As my date approached, I heard that Dave’s treatment with liposomal amphotericin had gone very badly. He had suffered serious kidney damage and Dr. Nash had halted it after only two infusions. He remained hospitalized at the NIH under observation while the doctors debated what to do next.
CHAPTER 24
My head felt like it was in flames.
The National Institutes of Health occupies a verdant campus of several hundred acres in Bethesda, Maryland. I arrived alone on June 1, a gorgeous summer day, the smell of freshly cut grass drifting in the air, birdsong pouring from the trees. Sandals and jeans seemed to outnumber lab coats, and the place had the relaxed air of a college. As I walked up the drive toward the clinical center complex, I could hear from faraway a lone bugler playing taps.
I entered the center, and after wandering around more lost than I’d ever been in the jungle, I managed to find the patient processing area. There I signed paperwork agreeing to be studied, and a kindly nurse took thirteen vials of my blood. I met Dr. Ted Nash and my second doctor, Elise O’Connell, and was reassured by their warmth and professionalism.
In the dermatology lab, a photographer arrived with a Canon digital camera. He affixed a little ruler just below the ulcer on my arm and took dozens of photographs. I was ushered into an examination room where the lesion was inspected by a gaggle of earnest medical students, who took turns peering, palpating, and asking questions. Next, in the biopsy lab, a nurse cut two wormlike plugs of flesh out of the lesion, and the holes were stitched up.
When the biopsy came back it would offer no surprise: Like Dave and everyone else, I had Leishmania braziliensis. Or at least that’s what the doctors initially believed.
Our primary doctor, Theodore Nash, was seventy-one years old. He did his rounds in a white lab coat with a roll of papers precariously shoved into a side pocket. He had curly salt-and-pepper hair brushed back from a domed forehead, steel-rimmed spectacles, and the kindly, distracted air of a professor. Even though, like most doctors, he was fantastically busy, his manner was unhurried and relaxed, and he was gregarious and happy to answer questions at length. I said I wanted to hear the straight story without any window dressing. He said that was how he preferred to work with all his patients. He was refreshingly, even alarmingly, direct.

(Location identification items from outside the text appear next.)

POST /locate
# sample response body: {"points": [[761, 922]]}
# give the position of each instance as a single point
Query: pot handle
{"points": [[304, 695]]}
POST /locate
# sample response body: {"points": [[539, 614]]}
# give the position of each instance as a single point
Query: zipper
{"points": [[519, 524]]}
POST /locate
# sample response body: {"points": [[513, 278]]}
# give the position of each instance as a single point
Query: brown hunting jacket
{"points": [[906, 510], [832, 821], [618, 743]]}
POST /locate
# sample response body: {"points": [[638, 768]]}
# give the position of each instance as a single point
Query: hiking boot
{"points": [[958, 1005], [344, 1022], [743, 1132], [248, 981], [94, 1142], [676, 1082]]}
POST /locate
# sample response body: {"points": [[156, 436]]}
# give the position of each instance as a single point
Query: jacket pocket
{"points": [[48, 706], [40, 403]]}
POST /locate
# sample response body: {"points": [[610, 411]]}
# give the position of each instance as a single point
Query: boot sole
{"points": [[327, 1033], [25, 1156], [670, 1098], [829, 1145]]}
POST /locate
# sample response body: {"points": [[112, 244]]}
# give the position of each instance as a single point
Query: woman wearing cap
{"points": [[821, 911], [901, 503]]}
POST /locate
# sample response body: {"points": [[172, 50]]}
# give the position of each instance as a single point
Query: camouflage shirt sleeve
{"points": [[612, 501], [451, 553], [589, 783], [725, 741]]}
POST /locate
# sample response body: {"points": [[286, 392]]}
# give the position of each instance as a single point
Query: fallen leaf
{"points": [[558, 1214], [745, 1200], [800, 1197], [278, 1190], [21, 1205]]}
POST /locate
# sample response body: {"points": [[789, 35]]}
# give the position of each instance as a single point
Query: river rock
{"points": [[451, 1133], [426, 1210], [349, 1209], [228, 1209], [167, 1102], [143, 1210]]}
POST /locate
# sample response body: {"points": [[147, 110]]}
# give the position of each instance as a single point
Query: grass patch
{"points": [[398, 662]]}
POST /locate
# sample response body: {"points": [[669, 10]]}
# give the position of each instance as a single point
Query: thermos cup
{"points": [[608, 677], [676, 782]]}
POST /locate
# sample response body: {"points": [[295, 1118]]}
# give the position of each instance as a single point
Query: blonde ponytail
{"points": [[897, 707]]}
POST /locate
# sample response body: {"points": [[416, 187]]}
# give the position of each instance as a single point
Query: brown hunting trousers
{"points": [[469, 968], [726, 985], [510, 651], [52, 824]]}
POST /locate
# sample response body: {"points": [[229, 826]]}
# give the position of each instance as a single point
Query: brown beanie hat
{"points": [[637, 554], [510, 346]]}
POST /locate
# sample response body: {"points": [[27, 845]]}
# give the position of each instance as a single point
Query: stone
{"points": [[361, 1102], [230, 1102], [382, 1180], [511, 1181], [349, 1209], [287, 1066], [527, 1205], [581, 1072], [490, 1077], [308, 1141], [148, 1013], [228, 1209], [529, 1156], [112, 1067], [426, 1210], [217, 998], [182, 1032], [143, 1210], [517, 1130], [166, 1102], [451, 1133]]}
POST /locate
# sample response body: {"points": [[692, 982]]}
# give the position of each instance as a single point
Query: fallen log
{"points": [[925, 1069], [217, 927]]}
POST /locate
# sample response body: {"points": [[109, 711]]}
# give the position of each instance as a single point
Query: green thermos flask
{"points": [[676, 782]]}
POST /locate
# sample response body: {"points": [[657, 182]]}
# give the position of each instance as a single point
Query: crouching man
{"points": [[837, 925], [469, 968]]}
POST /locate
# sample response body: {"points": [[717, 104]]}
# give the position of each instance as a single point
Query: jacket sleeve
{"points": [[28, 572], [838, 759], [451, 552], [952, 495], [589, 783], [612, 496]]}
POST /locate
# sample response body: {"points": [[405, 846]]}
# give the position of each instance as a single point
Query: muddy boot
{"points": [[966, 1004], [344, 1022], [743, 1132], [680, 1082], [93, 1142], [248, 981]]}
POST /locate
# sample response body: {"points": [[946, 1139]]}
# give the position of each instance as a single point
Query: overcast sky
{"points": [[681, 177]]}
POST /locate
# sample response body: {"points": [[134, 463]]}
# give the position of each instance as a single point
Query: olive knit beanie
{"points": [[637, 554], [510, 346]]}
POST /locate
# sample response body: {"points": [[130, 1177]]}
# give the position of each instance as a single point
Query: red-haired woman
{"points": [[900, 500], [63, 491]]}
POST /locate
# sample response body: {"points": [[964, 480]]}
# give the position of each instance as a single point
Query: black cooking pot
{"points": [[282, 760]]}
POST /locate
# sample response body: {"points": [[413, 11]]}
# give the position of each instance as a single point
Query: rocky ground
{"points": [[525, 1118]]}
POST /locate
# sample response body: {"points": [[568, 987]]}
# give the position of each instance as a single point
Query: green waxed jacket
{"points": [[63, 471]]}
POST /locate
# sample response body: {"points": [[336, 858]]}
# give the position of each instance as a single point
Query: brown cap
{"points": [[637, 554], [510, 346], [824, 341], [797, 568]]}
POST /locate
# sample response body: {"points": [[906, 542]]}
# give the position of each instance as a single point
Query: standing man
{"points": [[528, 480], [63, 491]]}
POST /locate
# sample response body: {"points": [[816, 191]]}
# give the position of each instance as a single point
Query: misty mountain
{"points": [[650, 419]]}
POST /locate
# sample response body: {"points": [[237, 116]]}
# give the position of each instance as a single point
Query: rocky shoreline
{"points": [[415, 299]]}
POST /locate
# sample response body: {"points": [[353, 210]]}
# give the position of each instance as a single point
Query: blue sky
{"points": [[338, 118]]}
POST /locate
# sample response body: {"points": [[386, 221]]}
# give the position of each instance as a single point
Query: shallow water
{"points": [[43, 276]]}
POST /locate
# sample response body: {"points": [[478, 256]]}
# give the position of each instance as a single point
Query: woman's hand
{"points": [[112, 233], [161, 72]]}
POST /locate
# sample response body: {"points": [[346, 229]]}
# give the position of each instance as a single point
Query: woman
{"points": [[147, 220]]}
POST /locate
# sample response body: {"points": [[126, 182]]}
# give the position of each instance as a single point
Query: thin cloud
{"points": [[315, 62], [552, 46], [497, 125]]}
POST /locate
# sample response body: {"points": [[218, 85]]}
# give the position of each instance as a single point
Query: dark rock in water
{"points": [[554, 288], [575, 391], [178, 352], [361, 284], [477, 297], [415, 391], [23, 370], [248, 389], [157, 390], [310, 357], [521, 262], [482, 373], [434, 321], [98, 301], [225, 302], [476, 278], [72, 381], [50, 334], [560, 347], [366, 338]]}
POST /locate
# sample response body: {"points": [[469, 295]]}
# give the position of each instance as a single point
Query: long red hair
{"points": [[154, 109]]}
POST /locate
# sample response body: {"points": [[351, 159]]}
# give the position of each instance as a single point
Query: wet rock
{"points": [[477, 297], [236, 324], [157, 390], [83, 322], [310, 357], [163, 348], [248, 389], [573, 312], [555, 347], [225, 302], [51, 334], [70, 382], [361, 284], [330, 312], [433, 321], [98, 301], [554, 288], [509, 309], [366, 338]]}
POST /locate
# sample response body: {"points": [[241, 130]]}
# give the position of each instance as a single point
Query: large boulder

The National Institutes of Health has been conducting clinical studies on leishmaniasis since the early 1970s, treating recent immigrants and people who had picked up the disease while traveling. Many of the patients were Peace Corps volunteers. Dr. Nash participated in the treatment of most of them. He had written the upgraded leishmaniasis treatment protocol for the NIH in 2001, and it is still in use today. He shifted treatment away from the antimonial drug, which he thought was too toxic, to amphotericin and other drugs, depending on the parasite species and the geographic variety. Nash knew as much about leish treatment as any doctor in the United States. This is not a simple disease, and treatment is more an art than a science. The clinical data aren’t deep enough to give doctors a precise formula, and there are too many forms of leish and many unknowns.